The troubles mirror other unintentional payment shutdowns at banks and card brands throughout 2018 and 2019 and draw attention to the challenges is replacing existing payment infrastructure with new digital processes. As more people pay to park, ride transit and shop with mobile devices — or a mix of forms — the stress of managing old and new technologies becomes greater.

“Every IT department tunes its internal legacy systems, network messaging platforms and processes to support the transaction flows that occur during peak operational load, typically the holidays,” said Tim Sloane, vice president of payments innovation at Mercator Advisory Group. “These systems may not align well when new transactional flows and data formats are introduced with partners.”

The payment and banking outages of the past two years touched a number of large banks and card networks, causing U.K. regulators to threaten action to require contingencies and fines for financial institutions that do not adequately update important systems.

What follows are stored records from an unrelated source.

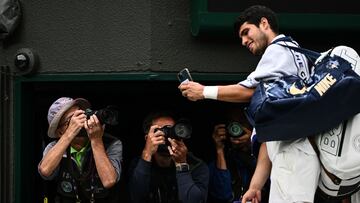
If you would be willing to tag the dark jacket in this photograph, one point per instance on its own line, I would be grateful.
(153, 184)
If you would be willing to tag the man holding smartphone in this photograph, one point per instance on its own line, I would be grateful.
(293, 164)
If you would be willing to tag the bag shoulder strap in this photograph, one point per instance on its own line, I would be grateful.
(307, 52)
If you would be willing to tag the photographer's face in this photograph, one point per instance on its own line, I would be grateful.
(164, 154)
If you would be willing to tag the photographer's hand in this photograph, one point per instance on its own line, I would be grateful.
(244, 139)
(94, 128)
(74, 125)
(192, 90)
(178, 150)
(153, 140)
(104, 167)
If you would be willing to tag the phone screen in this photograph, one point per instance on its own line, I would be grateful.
(184, 75)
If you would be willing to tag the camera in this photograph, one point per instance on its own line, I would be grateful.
(234, 129)
(181, 130)
(108, 115)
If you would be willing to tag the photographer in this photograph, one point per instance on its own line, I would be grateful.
(84, 161)
(166, 171)
(231, 171)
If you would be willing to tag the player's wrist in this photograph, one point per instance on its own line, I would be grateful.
(210, 92)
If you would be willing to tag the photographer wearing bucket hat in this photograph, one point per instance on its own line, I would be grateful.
(84, 161)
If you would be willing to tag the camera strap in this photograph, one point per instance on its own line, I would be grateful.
(83, 175)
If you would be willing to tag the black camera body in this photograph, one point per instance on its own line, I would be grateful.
(181, 130)
(108, 115)
(234, 129)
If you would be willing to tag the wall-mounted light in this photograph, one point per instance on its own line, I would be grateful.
(26, 61)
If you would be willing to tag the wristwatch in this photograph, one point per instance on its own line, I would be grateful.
(182, 167)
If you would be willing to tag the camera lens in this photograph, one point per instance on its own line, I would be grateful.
(234, 129)
(182, 130)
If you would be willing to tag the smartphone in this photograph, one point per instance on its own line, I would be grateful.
(184, 75)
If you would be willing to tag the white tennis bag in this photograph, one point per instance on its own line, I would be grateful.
(339, 148)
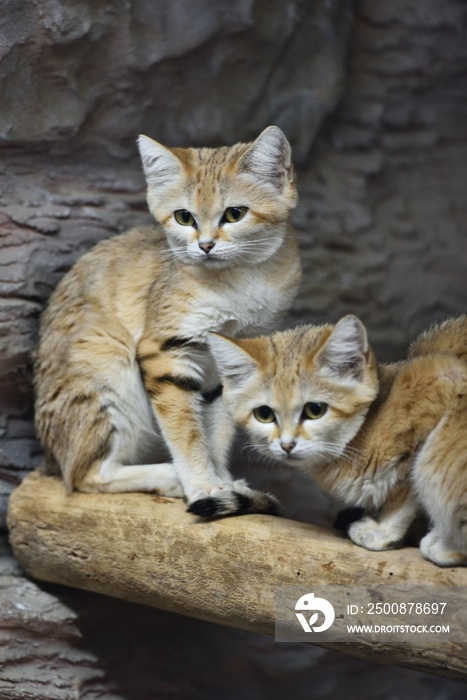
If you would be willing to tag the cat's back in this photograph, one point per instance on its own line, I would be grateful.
(105, 292)
(112, 279)
(448, 337)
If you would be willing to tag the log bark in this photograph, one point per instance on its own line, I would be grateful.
(147, 549)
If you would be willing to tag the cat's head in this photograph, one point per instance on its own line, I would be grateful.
(222, 207)
(301, 394)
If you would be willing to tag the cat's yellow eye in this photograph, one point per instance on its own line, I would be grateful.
(234, 214)
(264, 414)
(312, 411)
(184, 217)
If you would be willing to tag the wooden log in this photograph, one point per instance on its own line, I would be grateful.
(147, 549)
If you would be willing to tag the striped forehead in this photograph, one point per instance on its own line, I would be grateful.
(290, 363)
(210, 176)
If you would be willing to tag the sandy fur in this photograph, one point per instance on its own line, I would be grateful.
(124, 379)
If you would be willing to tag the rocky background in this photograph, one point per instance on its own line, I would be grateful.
(373, 97)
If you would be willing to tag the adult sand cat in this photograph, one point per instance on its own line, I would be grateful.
(127, 393)
(391, 440)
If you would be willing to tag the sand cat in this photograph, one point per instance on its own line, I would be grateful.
(128, 396)
(390, 440)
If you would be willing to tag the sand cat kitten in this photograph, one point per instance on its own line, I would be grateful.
(390, 440)
(127, 393)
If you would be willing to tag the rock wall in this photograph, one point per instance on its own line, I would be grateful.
(374, 103)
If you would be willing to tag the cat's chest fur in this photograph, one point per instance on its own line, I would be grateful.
(369, 491)
(252, 305)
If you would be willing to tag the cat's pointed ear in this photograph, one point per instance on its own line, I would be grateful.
(234, 363)
(269, 158)
(160, 165)
(346, 351)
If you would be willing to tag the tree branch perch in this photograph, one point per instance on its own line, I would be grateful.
(147, 549)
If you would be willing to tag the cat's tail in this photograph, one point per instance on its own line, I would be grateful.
(241, 500)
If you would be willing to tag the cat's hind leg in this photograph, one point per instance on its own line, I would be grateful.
(440, 481)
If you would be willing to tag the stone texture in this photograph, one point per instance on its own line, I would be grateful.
(186, 72)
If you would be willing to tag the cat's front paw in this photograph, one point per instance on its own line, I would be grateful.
(370, 534)
(433, 549)
(238, 500)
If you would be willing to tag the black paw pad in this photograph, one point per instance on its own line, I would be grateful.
(207, 507)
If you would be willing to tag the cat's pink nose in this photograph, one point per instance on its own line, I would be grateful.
(288, 446)
(207, 247)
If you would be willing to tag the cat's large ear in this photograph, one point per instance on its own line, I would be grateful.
(346, 351)
(160, 165)
(234, 363)
(269, 158)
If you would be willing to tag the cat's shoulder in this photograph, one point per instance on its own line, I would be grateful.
(137, 239)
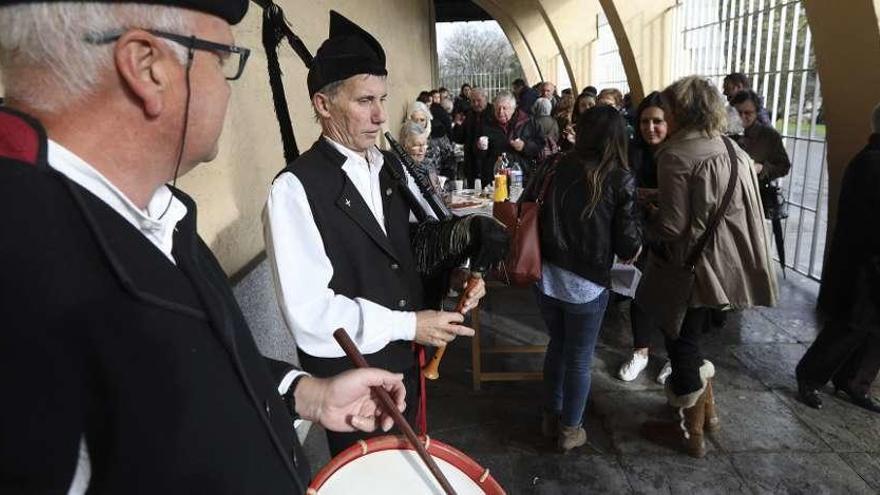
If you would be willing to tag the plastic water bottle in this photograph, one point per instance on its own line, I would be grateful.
(501, 164)
(516, 180)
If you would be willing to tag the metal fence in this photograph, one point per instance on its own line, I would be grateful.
(491, 82)
(770, 41)
(609, 72)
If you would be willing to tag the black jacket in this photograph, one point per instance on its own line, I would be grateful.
(366, 262)
(582, 244)
(856, 238)
(103, 338)
(643, 165)
(441, 121)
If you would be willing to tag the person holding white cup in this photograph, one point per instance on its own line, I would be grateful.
(471, 133)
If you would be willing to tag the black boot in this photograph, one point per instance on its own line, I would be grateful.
(809, 395)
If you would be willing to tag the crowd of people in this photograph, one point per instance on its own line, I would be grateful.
(639, 185)
(131, 366)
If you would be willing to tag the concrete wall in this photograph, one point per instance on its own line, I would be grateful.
(643, 32)
(231, 190)
(847, 47)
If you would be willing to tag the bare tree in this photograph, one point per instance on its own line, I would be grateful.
(473, 50)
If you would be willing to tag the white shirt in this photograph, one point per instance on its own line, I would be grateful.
(302, 270)
(158, 229)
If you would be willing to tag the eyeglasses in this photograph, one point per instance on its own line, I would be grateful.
(226, 53)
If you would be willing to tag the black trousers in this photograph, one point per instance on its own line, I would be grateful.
(685, 354)
(642, 326)
(845, 355)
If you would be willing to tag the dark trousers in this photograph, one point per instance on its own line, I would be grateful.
(574, 331)
(642, 326)
(685, 354)
(847, 356)
(324, 367)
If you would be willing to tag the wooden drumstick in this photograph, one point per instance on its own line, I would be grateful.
(432, 369)
(388, 404)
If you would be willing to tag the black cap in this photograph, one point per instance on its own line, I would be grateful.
(232, 11)
(347, 52)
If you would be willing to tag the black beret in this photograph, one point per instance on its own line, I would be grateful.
(230, 10)
(347, 52)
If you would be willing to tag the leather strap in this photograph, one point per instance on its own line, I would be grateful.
(691, 260)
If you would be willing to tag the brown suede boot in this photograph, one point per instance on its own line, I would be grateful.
(692, 411)
(712, 423)
(692, 421)
(571, 437)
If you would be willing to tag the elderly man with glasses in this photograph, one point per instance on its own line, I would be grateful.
(127, 364)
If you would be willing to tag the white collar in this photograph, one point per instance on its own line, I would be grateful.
(373, 156)
(158, 229)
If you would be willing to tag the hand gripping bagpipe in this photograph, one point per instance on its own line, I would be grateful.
(439, 243)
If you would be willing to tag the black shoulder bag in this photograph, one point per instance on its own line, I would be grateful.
(665, 290)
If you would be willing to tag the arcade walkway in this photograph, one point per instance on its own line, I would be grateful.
(769, 442)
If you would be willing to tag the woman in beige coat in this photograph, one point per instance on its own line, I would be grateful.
(734, 270)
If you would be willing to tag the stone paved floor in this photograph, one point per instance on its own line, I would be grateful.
(769, 442)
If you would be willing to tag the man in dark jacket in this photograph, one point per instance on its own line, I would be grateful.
(441, 121)
(513, 132)
(127, 366)
(469, 131)
(525, 95)
(337, 229)
(847, 350)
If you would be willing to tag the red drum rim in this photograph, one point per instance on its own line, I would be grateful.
(436, 448)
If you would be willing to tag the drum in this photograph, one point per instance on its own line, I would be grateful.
(388, 464)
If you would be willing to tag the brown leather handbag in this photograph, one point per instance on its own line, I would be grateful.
(523, 264)
(665, 291)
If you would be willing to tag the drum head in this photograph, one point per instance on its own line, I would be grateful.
(388, 465)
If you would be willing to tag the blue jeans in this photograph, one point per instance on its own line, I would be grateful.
(574, 330)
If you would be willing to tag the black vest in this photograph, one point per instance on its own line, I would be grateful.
(367, 263)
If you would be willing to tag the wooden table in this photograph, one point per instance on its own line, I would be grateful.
(477, 352)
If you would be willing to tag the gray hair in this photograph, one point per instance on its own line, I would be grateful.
(447, 104)
(875, 119)
(46, 62)
(542, 107)
(505, 95)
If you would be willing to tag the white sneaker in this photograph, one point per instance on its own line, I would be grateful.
(630, 370)
(664, 373)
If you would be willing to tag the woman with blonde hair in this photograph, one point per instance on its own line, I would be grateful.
(414, 139)
(695, 168)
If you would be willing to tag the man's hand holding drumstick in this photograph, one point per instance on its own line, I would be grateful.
(346, 403)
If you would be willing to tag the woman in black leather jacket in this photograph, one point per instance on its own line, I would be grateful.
(588, 217)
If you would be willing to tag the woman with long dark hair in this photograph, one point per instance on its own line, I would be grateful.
(650, 133)
(588, 217)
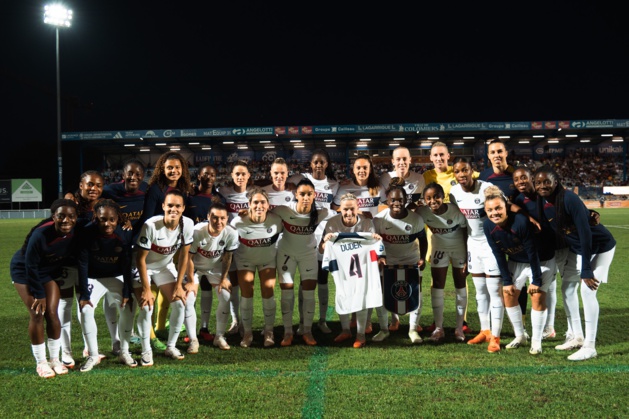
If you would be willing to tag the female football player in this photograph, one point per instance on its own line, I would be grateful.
(34, 269)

Visa suffered an outage in Europe in 2018 that left consumers unable to make payments at supermarkets, access ATMs or buy transport tickets. That outage, and Visa’s incremental disclosure of its size and cause, resulted in pressure from the U.K. Parliament. Visa later blamed the incident on older processing systems that had not yet been phased out as part of a broader upgrade.

Shortly after Visa's outage, Mastercard suffered a similar outage, which impacted users of Revolut, Monzo and other fintechs. Halifax, Lloyds, and the U.K.'s faster payments system also experienced technical problems around the same time as these incidents. By late 2019, the rate of payment and online bank outages in the U.K. averaged 10 per month.

In the U.S., Target suffered two payment outages in the space of a few days in 2019, one related to an internal technology issue and another tied to the retailer's third party data center. And Wells Fargo was hit by an outage in 2019 that caused credit and debit cards to be declined at various merchants.

The technology troubles come as more banks and fintechs collaborate to accommodate open banking initiatives that are designed to share data among users and institutions, as well as the growth of real time payment processing and omnichannel shopping. All of these trends require banks, merchants, and other third parties to partner on data, processing and security.

It is critical that financial institutions work closely with partners to fine tune performance and reliability for each new product that falls outside the traditional set of payment transactions, Sloane said.

“This is typically done as partners utilize the institution’s development sandbox and before any solution goes live,” he said. “I have heard of significant problems, such as middleware failing to support high transaction rates, discovered during testing but am not aware of operational failure to a lack of such tests.”